17."W moim pokoju znajdzie się miejsce"
-Scarlett musimy porozmawiać- powiedziałam poważnym tonem.
-O co chodzi? -zapytała.
-Dzisiaj wyjeżdzam na kilka dni w góry- odpowiedziałam na jednym wdechu.
-Co?! Nie! Nie zgadzam się- powiedziała płaczliwym tonem-Dlaczego nie powiedziałaś mi wcześniej? Dlaczego w ogóle chcesz tam jechać?- zapytała.
-Sky proszę uspokuj się-poprosiłam- Nic mi się nie stanie...
-Rodzice też tak mówili! - krzyknęła i chciała odejść, ale chwyciłam ją za ramię i mocno przytuliłam.
-Cii-głaskałam ją po włosach- Skarbie nic mi nie będzie- uspokoiłam ją.
-Na ile wyjeżdżasz?
-Na tydzień.
-To będę miała chate wolną.
-O nie, nie, nie. Przez tydzień będziesz mieszkała u Davida.
-Dlaczego nie mogę zostać sama?
-Bo znając ciebie zrobiłabyś sobie wolne od szkoły.
***
Na miejscu byliśmy o dwudziestej. Zatrzymaliśmy się w schronisku. Co do Santiaga, to muszę powiedzieć, że mnie zaskoczył. Od dwóch godzin nie słyszałam od niego , ani złego słowa na mój temat.

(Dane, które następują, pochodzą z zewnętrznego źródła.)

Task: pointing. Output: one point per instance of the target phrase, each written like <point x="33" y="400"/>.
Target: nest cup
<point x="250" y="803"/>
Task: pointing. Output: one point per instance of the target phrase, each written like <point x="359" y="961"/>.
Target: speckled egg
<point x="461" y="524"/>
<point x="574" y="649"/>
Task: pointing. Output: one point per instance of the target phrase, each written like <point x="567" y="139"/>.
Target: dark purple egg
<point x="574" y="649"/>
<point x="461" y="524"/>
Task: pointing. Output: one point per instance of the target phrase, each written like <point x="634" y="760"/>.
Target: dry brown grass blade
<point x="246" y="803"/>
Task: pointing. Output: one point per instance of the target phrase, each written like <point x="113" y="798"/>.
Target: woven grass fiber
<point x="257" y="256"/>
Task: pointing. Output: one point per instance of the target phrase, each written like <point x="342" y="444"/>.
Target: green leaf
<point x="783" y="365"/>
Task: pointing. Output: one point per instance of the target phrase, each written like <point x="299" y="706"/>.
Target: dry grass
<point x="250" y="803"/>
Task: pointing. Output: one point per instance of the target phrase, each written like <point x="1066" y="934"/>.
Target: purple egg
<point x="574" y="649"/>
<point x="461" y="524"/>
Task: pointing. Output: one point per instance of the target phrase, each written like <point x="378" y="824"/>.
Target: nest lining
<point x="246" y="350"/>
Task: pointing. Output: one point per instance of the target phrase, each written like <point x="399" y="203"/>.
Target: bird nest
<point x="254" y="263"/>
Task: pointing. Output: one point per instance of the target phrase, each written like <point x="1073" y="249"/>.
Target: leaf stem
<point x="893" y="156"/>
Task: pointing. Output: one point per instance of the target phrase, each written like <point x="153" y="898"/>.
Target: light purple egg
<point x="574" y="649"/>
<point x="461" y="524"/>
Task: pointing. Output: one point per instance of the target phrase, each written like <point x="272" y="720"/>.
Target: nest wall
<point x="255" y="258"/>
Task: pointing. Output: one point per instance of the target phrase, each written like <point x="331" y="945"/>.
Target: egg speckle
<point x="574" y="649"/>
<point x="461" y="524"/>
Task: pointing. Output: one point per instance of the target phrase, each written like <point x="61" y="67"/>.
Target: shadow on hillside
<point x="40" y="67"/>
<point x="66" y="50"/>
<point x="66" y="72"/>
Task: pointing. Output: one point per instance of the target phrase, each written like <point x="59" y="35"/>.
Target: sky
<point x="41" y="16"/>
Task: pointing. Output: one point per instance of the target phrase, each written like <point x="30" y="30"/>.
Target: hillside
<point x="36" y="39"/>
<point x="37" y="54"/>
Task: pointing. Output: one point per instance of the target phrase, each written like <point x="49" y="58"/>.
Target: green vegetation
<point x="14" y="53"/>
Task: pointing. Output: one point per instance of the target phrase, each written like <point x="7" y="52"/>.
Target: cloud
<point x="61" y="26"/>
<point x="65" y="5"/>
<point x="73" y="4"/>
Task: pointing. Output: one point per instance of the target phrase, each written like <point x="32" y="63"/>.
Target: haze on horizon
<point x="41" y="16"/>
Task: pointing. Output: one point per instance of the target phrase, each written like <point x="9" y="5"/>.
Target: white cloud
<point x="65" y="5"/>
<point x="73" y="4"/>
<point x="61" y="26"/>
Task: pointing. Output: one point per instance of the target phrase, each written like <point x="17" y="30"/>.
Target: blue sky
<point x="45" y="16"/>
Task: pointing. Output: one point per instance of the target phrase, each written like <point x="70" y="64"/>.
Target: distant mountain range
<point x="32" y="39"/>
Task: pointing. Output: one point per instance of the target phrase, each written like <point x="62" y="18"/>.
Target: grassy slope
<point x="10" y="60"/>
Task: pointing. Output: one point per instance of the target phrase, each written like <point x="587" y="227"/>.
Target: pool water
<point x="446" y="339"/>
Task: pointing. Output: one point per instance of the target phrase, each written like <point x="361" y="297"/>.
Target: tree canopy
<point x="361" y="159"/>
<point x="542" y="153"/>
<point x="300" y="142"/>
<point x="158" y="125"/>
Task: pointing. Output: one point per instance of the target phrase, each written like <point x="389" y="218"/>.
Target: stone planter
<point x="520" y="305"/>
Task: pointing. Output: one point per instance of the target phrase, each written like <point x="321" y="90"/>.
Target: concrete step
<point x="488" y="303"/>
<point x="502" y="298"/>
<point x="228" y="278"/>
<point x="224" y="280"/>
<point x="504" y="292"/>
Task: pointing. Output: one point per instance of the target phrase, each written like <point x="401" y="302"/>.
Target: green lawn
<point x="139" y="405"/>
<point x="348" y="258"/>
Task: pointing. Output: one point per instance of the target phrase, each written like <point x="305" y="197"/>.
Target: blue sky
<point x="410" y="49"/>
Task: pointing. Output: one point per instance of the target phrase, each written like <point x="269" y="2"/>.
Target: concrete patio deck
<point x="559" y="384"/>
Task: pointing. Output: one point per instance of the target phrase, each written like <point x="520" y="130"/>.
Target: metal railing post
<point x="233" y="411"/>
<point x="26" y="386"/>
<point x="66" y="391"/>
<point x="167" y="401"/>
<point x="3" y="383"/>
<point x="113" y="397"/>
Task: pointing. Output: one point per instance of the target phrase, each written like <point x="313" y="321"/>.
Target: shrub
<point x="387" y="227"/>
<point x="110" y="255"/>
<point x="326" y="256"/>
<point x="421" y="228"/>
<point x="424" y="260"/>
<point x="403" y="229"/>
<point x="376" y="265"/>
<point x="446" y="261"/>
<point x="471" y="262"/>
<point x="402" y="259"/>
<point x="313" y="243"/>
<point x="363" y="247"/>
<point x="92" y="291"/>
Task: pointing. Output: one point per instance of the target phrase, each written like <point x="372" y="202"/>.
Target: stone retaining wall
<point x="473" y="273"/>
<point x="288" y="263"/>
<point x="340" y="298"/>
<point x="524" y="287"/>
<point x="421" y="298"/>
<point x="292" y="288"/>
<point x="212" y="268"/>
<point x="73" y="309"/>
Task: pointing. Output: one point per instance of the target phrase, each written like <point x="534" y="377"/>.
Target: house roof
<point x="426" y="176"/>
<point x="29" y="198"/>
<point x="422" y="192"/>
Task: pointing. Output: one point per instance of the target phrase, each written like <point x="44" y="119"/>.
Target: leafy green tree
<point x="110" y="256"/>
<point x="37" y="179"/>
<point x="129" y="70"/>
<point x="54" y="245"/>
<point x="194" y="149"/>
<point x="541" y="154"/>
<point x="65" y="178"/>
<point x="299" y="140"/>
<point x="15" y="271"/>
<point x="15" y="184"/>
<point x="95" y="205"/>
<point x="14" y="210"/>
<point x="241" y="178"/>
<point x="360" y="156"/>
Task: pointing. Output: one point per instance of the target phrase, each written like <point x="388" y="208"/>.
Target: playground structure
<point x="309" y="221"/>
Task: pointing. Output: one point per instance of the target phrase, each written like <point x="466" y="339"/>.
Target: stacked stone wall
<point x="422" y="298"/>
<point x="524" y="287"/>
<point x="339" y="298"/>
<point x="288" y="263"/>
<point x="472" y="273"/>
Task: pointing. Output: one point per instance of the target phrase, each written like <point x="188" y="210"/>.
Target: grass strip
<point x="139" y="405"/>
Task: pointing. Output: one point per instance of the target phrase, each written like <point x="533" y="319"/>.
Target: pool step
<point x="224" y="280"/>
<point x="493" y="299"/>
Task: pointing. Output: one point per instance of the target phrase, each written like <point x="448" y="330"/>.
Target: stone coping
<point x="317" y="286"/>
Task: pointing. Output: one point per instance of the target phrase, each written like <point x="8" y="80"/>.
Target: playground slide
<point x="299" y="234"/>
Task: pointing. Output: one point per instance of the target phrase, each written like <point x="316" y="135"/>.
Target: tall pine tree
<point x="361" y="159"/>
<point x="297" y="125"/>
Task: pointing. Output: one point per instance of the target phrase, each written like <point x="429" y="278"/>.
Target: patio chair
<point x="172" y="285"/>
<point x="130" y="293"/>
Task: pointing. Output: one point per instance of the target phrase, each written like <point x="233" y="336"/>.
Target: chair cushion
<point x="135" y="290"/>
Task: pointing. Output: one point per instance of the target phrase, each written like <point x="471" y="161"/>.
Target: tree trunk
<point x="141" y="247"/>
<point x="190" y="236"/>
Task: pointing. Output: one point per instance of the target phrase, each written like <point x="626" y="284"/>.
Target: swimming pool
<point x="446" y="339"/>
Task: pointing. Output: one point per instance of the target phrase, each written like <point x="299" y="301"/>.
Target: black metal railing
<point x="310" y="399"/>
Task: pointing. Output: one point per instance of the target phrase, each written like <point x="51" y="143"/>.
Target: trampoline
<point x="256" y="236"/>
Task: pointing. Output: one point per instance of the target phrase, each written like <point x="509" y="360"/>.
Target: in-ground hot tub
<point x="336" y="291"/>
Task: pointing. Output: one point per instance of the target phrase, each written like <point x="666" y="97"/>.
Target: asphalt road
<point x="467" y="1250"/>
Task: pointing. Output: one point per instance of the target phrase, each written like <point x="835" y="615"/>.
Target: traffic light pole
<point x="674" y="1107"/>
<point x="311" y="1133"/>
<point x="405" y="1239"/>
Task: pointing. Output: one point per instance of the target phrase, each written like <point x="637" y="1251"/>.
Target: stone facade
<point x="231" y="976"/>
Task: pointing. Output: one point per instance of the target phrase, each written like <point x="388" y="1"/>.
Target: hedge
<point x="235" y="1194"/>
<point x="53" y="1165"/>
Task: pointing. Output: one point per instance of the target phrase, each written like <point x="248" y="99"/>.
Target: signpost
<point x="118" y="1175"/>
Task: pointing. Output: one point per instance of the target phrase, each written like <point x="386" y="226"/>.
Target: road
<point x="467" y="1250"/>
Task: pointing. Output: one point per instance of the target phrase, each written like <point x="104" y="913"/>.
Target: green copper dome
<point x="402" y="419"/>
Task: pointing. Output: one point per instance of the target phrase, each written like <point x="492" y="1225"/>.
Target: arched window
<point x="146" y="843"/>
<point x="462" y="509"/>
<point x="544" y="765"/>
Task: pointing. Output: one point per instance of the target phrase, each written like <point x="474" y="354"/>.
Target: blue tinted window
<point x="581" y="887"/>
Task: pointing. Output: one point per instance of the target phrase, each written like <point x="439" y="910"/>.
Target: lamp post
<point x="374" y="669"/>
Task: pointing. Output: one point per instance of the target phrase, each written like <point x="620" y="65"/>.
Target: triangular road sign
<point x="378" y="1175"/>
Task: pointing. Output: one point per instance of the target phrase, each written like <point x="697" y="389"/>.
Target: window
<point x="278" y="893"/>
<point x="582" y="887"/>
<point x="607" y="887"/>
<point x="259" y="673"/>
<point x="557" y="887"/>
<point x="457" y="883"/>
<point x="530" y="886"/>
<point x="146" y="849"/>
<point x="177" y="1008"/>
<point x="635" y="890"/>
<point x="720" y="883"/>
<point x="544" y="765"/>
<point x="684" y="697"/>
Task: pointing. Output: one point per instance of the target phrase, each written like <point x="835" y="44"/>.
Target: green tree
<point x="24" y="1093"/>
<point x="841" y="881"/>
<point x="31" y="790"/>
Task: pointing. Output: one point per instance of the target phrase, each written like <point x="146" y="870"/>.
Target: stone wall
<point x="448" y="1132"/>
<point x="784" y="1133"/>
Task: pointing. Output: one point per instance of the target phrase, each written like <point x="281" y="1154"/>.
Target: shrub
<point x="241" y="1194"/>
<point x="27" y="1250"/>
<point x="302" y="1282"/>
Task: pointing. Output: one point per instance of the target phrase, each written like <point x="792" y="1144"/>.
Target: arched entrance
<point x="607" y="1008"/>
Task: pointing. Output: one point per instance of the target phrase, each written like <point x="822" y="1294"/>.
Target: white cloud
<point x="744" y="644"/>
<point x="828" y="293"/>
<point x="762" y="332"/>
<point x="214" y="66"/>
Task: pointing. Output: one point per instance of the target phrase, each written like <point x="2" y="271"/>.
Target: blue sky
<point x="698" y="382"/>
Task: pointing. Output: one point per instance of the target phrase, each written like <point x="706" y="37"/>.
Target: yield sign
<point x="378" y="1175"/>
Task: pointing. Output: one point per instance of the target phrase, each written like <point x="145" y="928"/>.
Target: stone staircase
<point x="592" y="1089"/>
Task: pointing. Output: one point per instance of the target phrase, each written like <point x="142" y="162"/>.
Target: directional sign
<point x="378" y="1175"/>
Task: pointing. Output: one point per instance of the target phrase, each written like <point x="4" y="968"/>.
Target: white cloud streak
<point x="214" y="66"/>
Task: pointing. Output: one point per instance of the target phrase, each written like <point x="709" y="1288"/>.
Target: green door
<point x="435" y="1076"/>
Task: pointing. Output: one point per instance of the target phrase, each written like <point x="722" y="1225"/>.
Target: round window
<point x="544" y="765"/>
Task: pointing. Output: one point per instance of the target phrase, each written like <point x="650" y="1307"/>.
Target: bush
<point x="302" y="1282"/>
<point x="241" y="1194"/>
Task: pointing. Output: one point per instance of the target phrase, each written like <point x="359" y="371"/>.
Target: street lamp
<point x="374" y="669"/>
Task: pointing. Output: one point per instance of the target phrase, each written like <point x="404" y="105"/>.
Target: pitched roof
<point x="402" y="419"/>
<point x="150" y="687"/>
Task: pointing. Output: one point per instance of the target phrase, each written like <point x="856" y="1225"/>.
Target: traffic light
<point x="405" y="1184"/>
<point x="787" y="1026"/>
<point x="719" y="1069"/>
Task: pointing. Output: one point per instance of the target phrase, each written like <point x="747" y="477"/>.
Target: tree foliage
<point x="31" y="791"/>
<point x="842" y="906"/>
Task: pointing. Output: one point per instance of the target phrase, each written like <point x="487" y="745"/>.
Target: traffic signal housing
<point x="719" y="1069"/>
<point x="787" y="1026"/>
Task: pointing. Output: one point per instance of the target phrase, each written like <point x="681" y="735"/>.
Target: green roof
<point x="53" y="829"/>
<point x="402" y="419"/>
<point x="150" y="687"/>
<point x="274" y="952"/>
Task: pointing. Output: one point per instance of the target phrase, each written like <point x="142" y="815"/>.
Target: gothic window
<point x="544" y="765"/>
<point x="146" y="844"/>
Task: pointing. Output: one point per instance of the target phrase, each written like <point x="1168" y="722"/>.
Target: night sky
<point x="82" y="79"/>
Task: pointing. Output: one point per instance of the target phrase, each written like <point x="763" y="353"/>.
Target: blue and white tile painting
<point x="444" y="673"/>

-U kogo zostawiłaś Sky? - zapytał.
-U Davida- odpowiedziałam- To gdzie są nasze pokoje? -zapytałam zmieniając temat. Nie chciałam mówić mu o "moim chłopaku".
-To coś poważnego?
-Co?
-Twój związek z Davidem?
-Niewiem. To gdzie jest mój pokój?
-Miałaś wykupić sobie pokuj na tydzień. Nie zrobiłaś tego?
-Zrobiłam.
Znaczy zaraz to zrobię.
-To ja idę do łazienki.
-Okej.
Podeszłam do recepcji, gdzie siedziała ładna rudowłosa dziewczyna z czarnymi oczami i łagodnym wyrazem twarzy.
-Dzień dobry- powiedziałam i zrozumiałam, jak głupio to zabrzmiało. Jest po dwudziestej, a ja wyjeżdżam z "dzień dobry"! Ugh.
-Dobry wieczór. W czym mogę pomóc? -zapytała.
-Chcem wynająć pokój na tydzień.
-Przykro mi wszystkie są zajęte.
Chciałam jeszcze z nią podyskutować, ale zorientowałam się, że za mną zrobiła się spora kolejka i odeszłam, ale co ja teraz zrobię?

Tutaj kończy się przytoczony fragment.